[Improve][docs] Add a description of the new features for version 1.7.1-SNAPSHOT.

author: doufenghu <[email protected]> 2024-11-01 20:40:46 +0800
committer: doufenghu <[email protected]> 2024-11-01 20:40:46 +0800
commit: 5818ed2ac9ca31a35a55f330160a9cf7f63bf6f3 (patch)
tree: 0d2f00c6d6c1791de8c5588572e0e7fb538803f2
parent: e25eabde3ccb3f0d52346cb11cac757763c41be8 (diff)
6 files changed, 143 insertions, 16 deletions
diff --git a/docs/connector/formats/csv.md b/docs/connector/formats/csv.md
index ca8d10b..76769b2 100644
--- a/docs/connector/formats/csv.md
+++ b/docs/connector/formats/csv.md
@@ -4,8 +4,7 @@
 >
 > ## Description
 >
-> The CSV format allows to read and write CSV data based on an CSV schema. Currently, the CSV schema is derived from table schema.
-> **The CSV format must config schema for source/sink**.
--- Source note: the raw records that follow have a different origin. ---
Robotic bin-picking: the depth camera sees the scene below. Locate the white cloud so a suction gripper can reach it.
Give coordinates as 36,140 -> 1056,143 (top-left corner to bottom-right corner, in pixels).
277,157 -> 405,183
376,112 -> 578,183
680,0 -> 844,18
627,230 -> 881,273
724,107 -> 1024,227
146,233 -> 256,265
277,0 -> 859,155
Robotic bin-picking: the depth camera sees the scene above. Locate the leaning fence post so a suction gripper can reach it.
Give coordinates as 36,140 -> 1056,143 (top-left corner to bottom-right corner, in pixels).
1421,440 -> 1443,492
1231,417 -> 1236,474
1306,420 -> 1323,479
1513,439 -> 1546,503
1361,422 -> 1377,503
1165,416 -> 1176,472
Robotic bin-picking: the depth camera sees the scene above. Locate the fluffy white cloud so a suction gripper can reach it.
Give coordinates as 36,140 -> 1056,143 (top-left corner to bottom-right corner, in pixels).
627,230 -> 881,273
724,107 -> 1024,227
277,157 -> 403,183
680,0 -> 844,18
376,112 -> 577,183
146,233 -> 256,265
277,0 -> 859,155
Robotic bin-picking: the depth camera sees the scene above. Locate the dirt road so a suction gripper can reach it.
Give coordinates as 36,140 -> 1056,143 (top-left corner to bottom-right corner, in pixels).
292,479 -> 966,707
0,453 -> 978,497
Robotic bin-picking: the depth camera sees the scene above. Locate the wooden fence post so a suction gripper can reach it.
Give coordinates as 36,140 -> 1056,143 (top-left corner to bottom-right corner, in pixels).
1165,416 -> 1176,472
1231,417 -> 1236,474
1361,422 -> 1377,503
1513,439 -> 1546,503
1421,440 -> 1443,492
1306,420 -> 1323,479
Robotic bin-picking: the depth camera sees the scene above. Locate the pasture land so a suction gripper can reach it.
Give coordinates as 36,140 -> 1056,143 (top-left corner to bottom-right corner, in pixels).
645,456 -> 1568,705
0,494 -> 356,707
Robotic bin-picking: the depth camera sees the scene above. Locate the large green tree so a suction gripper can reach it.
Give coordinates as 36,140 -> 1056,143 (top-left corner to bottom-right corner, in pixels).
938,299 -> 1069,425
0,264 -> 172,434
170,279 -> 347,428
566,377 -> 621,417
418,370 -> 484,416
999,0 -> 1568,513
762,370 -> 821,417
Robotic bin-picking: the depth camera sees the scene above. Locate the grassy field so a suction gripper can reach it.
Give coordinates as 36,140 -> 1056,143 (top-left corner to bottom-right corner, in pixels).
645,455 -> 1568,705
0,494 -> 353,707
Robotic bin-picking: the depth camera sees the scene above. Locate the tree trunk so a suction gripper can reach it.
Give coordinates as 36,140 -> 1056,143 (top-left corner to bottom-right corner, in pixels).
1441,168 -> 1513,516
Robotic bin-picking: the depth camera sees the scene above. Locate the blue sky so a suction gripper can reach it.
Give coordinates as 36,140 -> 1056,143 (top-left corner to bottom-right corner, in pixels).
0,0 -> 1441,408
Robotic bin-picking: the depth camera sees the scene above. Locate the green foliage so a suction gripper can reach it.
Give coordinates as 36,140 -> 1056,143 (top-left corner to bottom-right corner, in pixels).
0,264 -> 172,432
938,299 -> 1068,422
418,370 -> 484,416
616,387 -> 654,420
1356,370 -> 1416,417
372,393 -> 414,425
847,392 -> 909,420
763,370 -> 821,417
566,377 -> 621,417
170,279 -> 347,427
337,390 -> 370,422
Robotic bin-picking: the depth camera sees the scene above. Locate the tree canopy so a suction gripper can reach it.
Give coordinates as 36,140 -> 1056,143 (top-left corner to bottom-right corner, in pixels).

+> The CSV format allows for reading and writing CSV data based on a schema. Currently, the CSV schema is derived from the table schema.
 
 | Name         | Supported Versions | Maven                                                                                                                     |
 |--------------|--------------------|---------------------------------------------------------------------------------------------------------------------------|
@@ -16,12 +15,12 @@
 | Name                        | Type      | Required | Default | Description                                                                                                                                                        |
 |-----------------------------|-----------|----------|---------|--------------------------------------------------------------------------------------------------------------------------------------------------------------------|
 | format                      | String    | Yes      | (none)  | Specify what format to use, here should be 'csv'.                                                                                                                  |
-| csv.field.delimiter         | String    | No       | ,       | Field delimiter character (',' by default), must be single character. You can use backslash to specify special characters, e.g. '\t' represents the tab character. |
-| csv.disable.quote.character | Boolean   | No       | false   | Disabled quote character for enclosing field values (false by default). If true, option 'csv.quote.character' can not be set.                                      |
-| csv.quote.character         | String    | No       | "       | Quote character for enclosing field values (" by default).                                                                                                         |
+| csv.field.delimiter         | String    | No       | ,       | Field delimiter character (`,` by default), must be single character. You can use backslash to specify special characters, e.g. '\t' represents the tab character. |
+| csv.disable.quote.character | Boolean   | No       | false   | Disabled quote character for enclosing field values (`false` by default). If true, option `csv.quote.character` can not be set.                                    |
+| csv.quote.character         | String    | No       | "       | Quote character for enclosing field values (`"` by default).                                                                                                       |
 | csv.allow.comments          | Boolean   | No       | false   | Ignore comment lines that start with '#' (disabled by default). If enabled, make sure to also ignore parse errors to allow empty rows.                             |
 | csv.ignore.parse.errors     | Boolean   | No       | false   | Skip fields and rows with parse errors instead of failing. Fields are set to null in case of errors.                                                               |
-| csv.array.element.delimiter | String    | No       | ;       | Array element delimiter string for separating array and row element values (';' by default).                                                                       |
+| csv.array.element.delimiter | String    | No       | ;       | Array element delimiter string for separating array and row element values (`;`  by default).                                                                      |
 | csv.escape.character        | String    | No       | (none)  | Escape character for escaping values (disabled by default).                                                                                                        |
 | csv.null.literal            | String    | No       | (none)  | Null literal string that is interpreted as a null value (disabled by default).                                                                                     |
 
diff --git a/docs/connector/sink/starrocks.md b/docs/connector/sink/starrocks.md
index f07e432..208fa39 100644
--- a/docs/connector/sink/starrocks.md
+++ b/docs/connector/sink/starrocks.md
@@ -1,25 +1,25 @@
 # Starrocks
 
-> Starrocks sink connector
+> StarRocks sink connector
 >
 > ## Description
 >
-> Sink connector for Starrocks, know more in https://docs.starrocks.io/zh/docs/loading/Flink-connector-starrocks/.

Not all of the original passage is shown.